16 Indicando os dois sofredores,
ao nosso lado, prosseguiu:
— Examinamos aqui dois enfermos: um, na carne; outro, fora dela. Ambos
trazem o cérebro intoxicado, sintonizando-se absolutamente um com o
outro. 17 Espiritualmente,
rolaram do terceiro andar, n onde situamos as concepções superiores, e,
entregando-se ao relaxamento da vontade, deixaram de acolher-se no segundo
andar, sede do esforço próprio, perdendo valiosa oportunidade de reerguer-se;
caíram, destarte, na esfera dos impulsos instintivos, onde se arquivam
todas as experiências da animalidade anterior. 18
Ambos detestam a vida, odeiam-se reciprocamente, desesperam-se, asilam
ideias de tormento, de aflição, de vingança.
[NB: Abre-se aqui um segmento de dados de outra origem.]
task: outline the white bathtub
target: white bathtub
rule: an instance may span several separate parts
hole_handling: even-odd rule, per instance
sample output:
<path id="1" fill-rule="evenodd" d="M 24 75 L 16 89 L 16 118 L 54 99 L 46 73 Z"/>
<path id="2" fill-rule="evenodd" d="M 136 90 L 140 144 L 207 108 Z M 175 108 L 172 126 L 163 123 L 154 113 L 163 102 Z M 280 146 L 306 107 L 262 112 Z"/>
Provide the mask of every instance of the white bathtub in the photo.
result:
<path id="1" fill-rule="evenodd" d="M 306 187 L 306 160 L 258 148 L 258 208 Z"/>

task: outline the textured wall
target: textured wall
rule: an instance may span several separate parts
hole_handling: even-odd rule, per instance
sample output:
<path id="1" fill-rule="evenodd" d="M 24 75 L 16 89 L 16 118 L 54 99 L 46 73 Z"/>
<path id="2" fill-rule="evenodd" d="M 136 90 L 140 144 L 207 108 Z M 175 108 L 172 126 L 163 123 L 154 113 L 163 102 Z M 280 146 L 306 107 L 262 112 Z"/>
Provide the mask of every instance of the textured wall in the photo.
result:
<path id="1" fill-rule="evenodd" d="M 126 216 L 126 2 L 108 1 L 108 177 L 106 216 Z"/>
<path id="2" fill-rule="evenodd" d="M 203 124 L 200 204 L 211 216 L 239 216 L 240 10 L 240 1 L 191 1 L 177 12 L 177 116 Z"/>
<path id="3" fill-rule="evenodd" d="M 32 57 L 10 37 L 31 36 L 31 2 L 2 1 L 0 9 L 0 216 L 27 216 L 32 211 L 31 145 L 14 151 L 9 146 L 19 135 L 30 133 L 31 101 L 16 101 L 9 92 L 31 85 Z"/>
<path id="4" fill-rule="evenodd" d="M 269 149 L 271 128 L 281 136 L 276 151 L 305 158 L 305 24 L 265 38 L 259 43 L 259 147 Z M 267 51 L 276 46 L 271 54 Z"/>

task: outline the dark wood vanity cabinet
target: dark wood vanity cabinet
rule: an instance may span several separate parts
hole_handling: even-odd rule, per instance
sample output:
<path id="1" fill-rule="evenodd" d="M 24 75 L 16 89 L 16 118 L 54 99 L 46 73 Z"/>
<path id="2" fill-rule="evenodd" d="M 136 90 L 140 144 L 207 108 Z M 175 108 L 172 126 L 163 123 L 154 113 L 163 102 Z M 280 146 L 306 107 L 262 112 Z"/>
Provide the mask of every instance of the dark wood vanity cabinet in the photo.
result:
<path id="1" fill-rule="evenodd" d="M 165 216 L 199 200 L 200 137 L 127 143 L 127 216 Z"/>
Em suma, estão loucos,
embora o mundo lhes não vislumbre o supremo desequilíbrio, que se verifica
no íntimo da organização perispiritual.
19 Dispunha-me a desfiar longa
lista de perguntas alusivas às duas personagens em foco, mas o interlocutor
iniciou o serviço de assistência direta, e, impondo a destra no lobo
frontal esquerdo do doente encarnado, falou-me, afável:
— Cala, meu amigo, tuas ansiosas indagações. Acalma-te. No transcurso
de nossos trabalhos explicar-te-ei quanto estiver ao alcance de meus
conhecimentos.
André Luiz
[1] [No original: “Júlio Brocá,”]
[2] [No original: “rolaram do primeiro andar,” vide item 4, indicador 6.]